Por Gilmara Santos — De São Paulo
A Receita Federal tem enviado aviso de que diretores de empresas podem responder por crime, como apropriação indébita, caso não sejam quitadas dívidas de tributos com retenção na fonte — entre eles, Imposto de Renda e contribuição previdenciária. Ao verificar a inadimplência em sua base de dados, o órgão informa que, se ela for mantida, irá inscrever o contribuinte na dívida ativa e encaminhar representação fiscal para fins penais ao Ministério Público. Com a medida, sócios e administradores correm o risco de serem condenados a cumprir pena de reclusão, de 2 a 5 anos, e pagar multa.
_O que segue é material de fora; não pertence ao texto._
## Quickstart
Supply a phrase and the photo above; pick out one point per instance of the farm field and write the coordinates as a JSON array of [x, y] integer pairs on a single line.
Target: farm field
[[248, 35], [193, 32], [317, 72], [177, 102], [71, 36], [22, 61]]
O objetivo, segundo a Receita Federal informou ao Valor, é incentivar a autorregularização pelos contribuintes. O movimento da fiscalização tem como base o artigo 6º da Portaria nº 1.750, de 2018. O dispositivo autoriza a representação fiscal para fins penais apenas decorrente de procedimento fiscal aberto após verificação, nos sistemas do órgão, de dívidas em aberto. Há, porém, lembram advogados, jurisprudência autorizando a medida somente depois de esgotado o processo administrativo.
“Apesar de ter sido editada em 2018, a portaria só passou a ser usada no fim do ano passado, com diversos contribuintes recebendo intimações de que foram lavradas representações fiscais para fins penais contra administradores e exigindo que certos débitos sejam recolhidos, sob pena de encaminhamento delas ao Ministério Público Federal”, diz Cassio Sztokfisz, do escritório Schneider, Pugliese.
O advogado conta que clientes do escritório têm recebido a intimação. Um deles, por exemplo, tinha feito uma compensação tributária. Outro tem liminar para não pagar o tributo. E, num dos casos, o contribuinte optou por quitar o débito. “É uma forma da Receita Federal pressionar o contribuinte”, afirma.
De acordo com ele, antes de qualquer procedimento fiscalizatório e evidência de conduta culposa ou dolosa, ou mesmo previamente às explicações do contribuinte a respeito da pendência fiscal, o órgão tem enviado representação fiscal para fins penais às residências de administradores, “causando perplexidade e grandes transtornos”.
A advogada Silvania Tognetti, do escritório Tognetti Advogados, destaca que qualquer tributo que ficar com status em aberto no sistema da Receita Federal pode gerar uma representação. “Mas muitos débitos em aberto no sistema da Receita não estão corretos. Pode ser código errado. Ou parcelamento que o contribuinte fez e não conseguiu pagar ou algo que está sendo discutindo na Justiça”, diz. “A representação penal deveria ser feita com cautela. O simples fato de não pagar um imposto não significa que houve um crime.”
Thiago Garbelotti, do escritório Braga & Garbelotti Consultores Jurídicos e Advogados, afirma que a ação da Receita Federal de lavrar auto de infração fazendo o encaminhamento de representação fiscal para o Ministério Público tem se intensificado nos últimos meses. “Com isso, acaba entrando na vida pessoal dos administradores. Eles, até pelo constrangimento público, tendem a sair correndo e querer pagar. Está [a Receita] utilizando a medida como instrumento de coerção. Antes mesmo da averiguação, já quer constranger a pessoa a pagar”, diz.
O coordenador-geral de Administração do Crédito Tributário da Receita Federal, Marcos Flores, afirma que o intuito do órgão é mandar um alerta para os contribuintes fazerem a autorregularização do débito. “O objetivo é promover a conformidade tributária, oportunidade para avaliar as inconsistências detectadas pela Receita e fazer a autorregularização”, diz. “O próprio texto que enviamos aos contribuintes afirma que o objetivo desse contato é promover a conformidade tributária.”
O representante da Receita afirma que, após receber o aviso, o contribuinte tem prazo de 30 dias para regularizar as pendências. “A partir de 30 dias, no máximo em mais 90, totalizando 120 dias, vai estar inscrito em dívida ativa e vai ser encaminhada a representação ao Ministério Público Federal”, diz.
De acordo com Flores, trata-se de um procedimento de cobrança administrativa especial, que fala em um primeiro momento da autorregularização do contribuinte. “Se cometeu crime de apropriação indébita, tem inconsistência na informação e não corrige, temos que tomar as medidas necessárias”, afirma o coordenador-geral.
Se o contribuinte recolheu errado, acrescenta, pode corrigir o código, e se não pagou o tributo, deve quitá-lo, inclusive com a possibilidade de parcelamento, o que extingue a punibilidade. “Se está discutindo no Judiciário e não houve a suspensão da exigibilidade, o imposto é devido”, diz Marcos Flores.